Tripadvisor's AI called a hotel "spotless" while recent guests reported roaches and raw chicken. The platform's defense is the problem.
A Which? investigation released this week found that Tripadvisor's headline AI summaries repeatedly described hotels carrying serious safety complaints as "spotless", "popular with many travellers", or earning "rave reviews", language that recent guest reviews on the same pages directly contradict. The UK consumer watchdog's worked example was the Riu Palace Santa Maria in Cape Verde, where the AI summary described the property as "spotless" with "diverse restaurants" earning "rave reviews". Recent reviews on the same listing reported raw chicken, flies and birds in the buffet, "dead little roaches", "no basic cleaning or hygiene standards", and food described as "awful, bland, unsafe and inedible". Which?'s investigation covered more than hygiene: the summaries also smoothed over reports of sexual harassment at listed properties.
Multiple outlets corroborated the Which? findings within 24 to 48 hours, including the Guardian, Euronews, Metro, and Let's Data Science. That gave the storyline multi-source confirmation rather than a single-watcher claim.

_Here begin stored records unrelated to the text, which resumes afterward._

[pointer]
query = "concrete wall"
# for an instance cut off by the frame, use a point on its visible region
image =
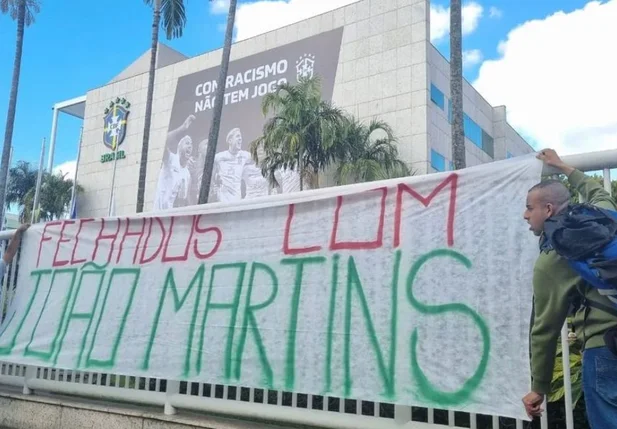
(386, 68)
(491, 120)
(382, 71)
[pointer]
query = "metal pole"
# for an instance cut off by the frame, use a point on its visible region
(113, 181)
(52, 140)
(567, 380)
(8, 176)
(607, 181)
(39, 183)
(74, 190)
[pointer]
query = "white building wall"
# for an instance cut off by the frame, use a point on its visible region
(492, 120)
(385, 69)
(382, 71)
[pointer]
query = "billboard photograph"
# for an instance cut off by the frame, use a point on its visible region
(235, 175)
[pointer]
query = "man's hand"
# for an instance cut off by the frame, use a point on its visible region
(188, 121)
(533, 404)
(23, 227)
(550, 158)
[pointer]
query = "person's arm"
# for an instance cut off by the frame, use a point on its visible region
(174, 136)
(592, 191)
(11, 250)
(551, 288)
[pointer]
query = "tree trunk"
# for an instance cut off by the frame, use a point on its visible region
(143, 165)
(10, 115)
(456, 85)
(213, 136)
(300, 168)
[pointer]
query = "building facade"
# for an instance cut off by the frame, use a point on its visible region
(374, 58)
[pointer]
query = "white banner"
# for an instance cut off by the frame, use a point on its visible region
(414, 291)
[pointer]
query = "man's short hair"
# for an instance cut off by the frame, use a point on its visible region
(232, 132)
(185, 139)
(552, 191)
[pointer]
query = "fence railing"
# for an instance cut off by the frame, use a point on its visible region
(271, 405)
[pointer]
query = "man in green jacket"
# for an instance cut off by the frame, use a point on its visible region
(555, 287)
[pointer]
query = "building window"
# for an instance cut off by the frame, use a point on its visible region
(437, 97)
(438, 162)
(488, 144)
(472, 131)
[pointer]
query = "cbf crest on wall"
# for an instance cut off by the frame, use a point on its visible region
(114, 129)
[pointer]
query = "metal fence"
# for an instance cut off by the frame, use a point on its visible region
(272, 405)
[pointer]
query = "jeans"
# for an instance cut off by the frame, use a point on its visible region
(600, 387)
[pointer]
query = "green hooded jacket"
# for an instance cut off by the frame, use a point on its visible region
(555, 285)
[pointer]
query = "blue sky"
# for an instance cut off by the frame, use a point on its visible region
(77, 45)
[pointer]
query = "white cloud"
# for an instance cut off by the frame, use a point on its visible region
(472, 57)
(262, 16)
(440, 20)
(69, 168)
(219, 6)
(494, 12)
(555, 77)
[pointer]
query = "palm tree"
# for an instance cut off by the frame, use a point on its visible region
(456, 84)
(371, 153)
(56, 193)
(213, 136)
(174, 20)
(302, 133)
(22, 11)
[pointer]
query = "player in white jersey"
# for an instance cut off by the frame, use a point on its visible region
(255, 183)
(229, 167)
(197, 169)
(172, 189)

Which? is a UK body with a UK mandate, but the AI summary product itself is rolled out globally on Tripadvisor, so the gap is product-wide even though the watchdog's authority is regional.
A Tripadvisor spokesperson told Which? that users can simply look at the underlying reviews, "eliminating any need to blindly trust AI-generated content". That answer is not a defense. It is a concession. The spokesperson is saying the AI summary is not authoritative, and the real signal lives below. That is the exact problem under scrutiny. The summary was put in the trust slot. The reviews were always there; the AI summary is the new layer that frames them. Telling users to scroll past the new layer to reach the old one does not refute the critique. It admits the new layer's role.
The "just scroll" defense is also brittle in practice. Travelers use Tripadvisor to compare dozens of properties in a session. They skim. The AI summary is the skimmable layer. A reader who would otherwise have read five properties' worth of reviews in detail will read five summaries and zero underlying reviews. The summary is auxiliary in name only. For many users, it is the page.
The mechanism behind the smooth-positive summaries is a property of how large language models handle mixed-signal corpora. When a model is asked to summarize reviews that include one-star food poisoning complaints and five-star vacation praise in roughly equal volumes, short summaries tend toward positive framing as a default. The complaints get averaged into a comfortable middle. The LLM's uncertainty is not surfaced to the user. There is no "confidence" line, no "based on mixed reviews" caveat. There is a confident sentence in the place where travelers form a first impression. A Hacker News discussion of the Which? findings added the sharper critique: companies are now shoehorning AI summaries into trust-bearing surfaces without disclosing the error mode. The summaries are not factually false in the strict sense; they are often technically supported by the corpus. They are misleading because they compress a polarized signal set into a confident single sentence and place that sentence where a reader forms a booking decision.
The design question is not whether AI summaries are wrong. They will sometimes be wrong. The question is whether the summary belongs in the slot it has been given. Tripadvisor's spokesperson, in defending the product by pointing past it, answered that question for the company. The same design question applies wherever a trust slot gets handed to a summarizer without an error mode.